J’ai d’abord été attirée par le couverture de ce roman, une peinture réalisée par Meredith Frampton, puis la quatrième de couverture me promettait une combat sourd et une tension extrême entre deux femmes que tout oppose : je me suis donc empressée de glisser ce livre dans ma PAL. Il s’agit de Chassés-croisés de Molly Keane.
Les deux femmes en question s’appellent Jane et Jessica. La première est blonde, plantureuse, naïve, chouineuse, et a connu quelques aventures peu recommandables dans le passé. Elle adore les cocktails et ne s’exprime que par quelques adjectifs : « Horrible ! », « Fantastique ! ». La seconde est brune, pas très subtile, mais surtout, elle est férocement possessive envers Jane, elle connaît son histoire et s’en sert comme une arme diabolique pour la retenir avec elle. Violente, elle considère son amie comme sa propriété, et ne la laisse pas libre de ses mouvements.
Par hasard, elles se retrouvent en Irlande, hébergées chez les cousines de leur ami écrivain Sylvester, observateur presque voyeur qui prend en pitié Jane. La maison dans laquelle elles sont accueillies appartient à deux sœurs : Hester, une femme gentille mais qui a perdu tout son argent lors de faillites, et Boudinette qui n’a d’yeux que pour sa voisine Joan. Joan justement est un être très doux en surface mais qui se révèle plutôt calculateur. Bref, une fresque de personnages très divers et qui n’est pas exhaustive.

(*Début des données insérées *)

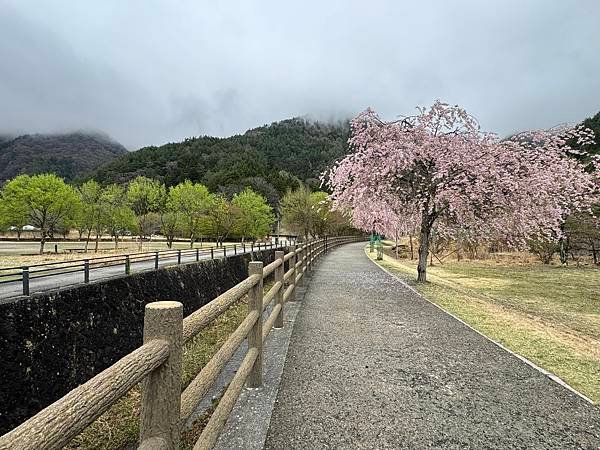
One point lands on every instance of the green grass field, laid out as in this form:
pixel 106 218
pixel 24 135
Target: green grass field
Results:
pixel 548 314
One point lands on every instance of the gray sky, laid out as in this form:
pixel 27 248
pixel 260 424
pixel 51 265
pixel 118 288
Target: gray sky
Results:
pixel 149 72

La quatrième de couverture m’avait induite en erreur, mais le titre aurait du plus m’aiguiller. En effet, c’est un véritable enchevêtrement de personnalités que dessine Molly Keane. Jane et Jessica sont au cœur du roman, leur amitié jalouse va diriger beaucoup de leurs actions et de leurs réflexions, toutefois, certains autres personnages sont tout autant intéressants, par la force de leur névrose. Je pense notamment à Boudinette qui ne vit pas pour elle mais pour Joan, elle décortique toutes ses phrases, tous ses gestes, réfléchit à chacune de ses actions pour qu’elles aient toutes un effet positif sur son amitié factice avec sa voisine. Un cas psychologique bien intéressant et peut-être moins effrayant que l’agressivité de Jessica. J’ai beaucoup apprécié ce chaos de subjectivités trompées, biaisées, essayant de s’affirmer, ou au contraire de se cacher.
Malheureusement, je n’irais pas jusqu’à recommander les yeux fermés ce livre : ce qui m’a posé problème, c’est bien l’écriture. Même si elle se lit plus facilement au fur et à mesure des pages, il y a quelques chose de précieux, de petit, de cassant dans ce style qui m’a beaucoup étonnée. Il y a quelques maladresses (que l’on doit peut-être à la traduction et non à l’auteur, je l’ignore) qui rendent le propos incompréhensibles. De plus, la psychologie des personnages, même névrosés, est par moment trop obtuse, insensée, et pas assez expliquée. En aucuns cas cela vient appuyer la sensation de « chassés-croisés », au contraire, ce manque de clarification embrouille le lecteur qui, agacé, n’a qu’une envie : fermer ce livre. Je me suis même demandée si je n’allais pas arrêter ma lecture en cours de route, événement tellement rare qu’il mérite d’être souligné.
Toutefois, ces maladresses sont contrebalancées par le choix d’une narration omnisciente très judicieuse et agréable, et par quelques pages remarquablement écrites. On dirait que Molly Keane balance entre un travail superficiel et peu convaincant d’écriture, et des envolées de sa plume qui lui sont très profitables.
Pour conclure, je dirai que Chassés-croisés est à découvrir pour son traitement des différentes personnalités atypiques qui le composent, mais vous êtes avertis que l’écriture laisse parfois à désirer, son niveau étant inégal dans tout le livre.
Molly Keane, Chassés-croisés, traduit de l’anglais par François Werner, en poche 10/18 (3242), collection « domaine étranger », 7€40.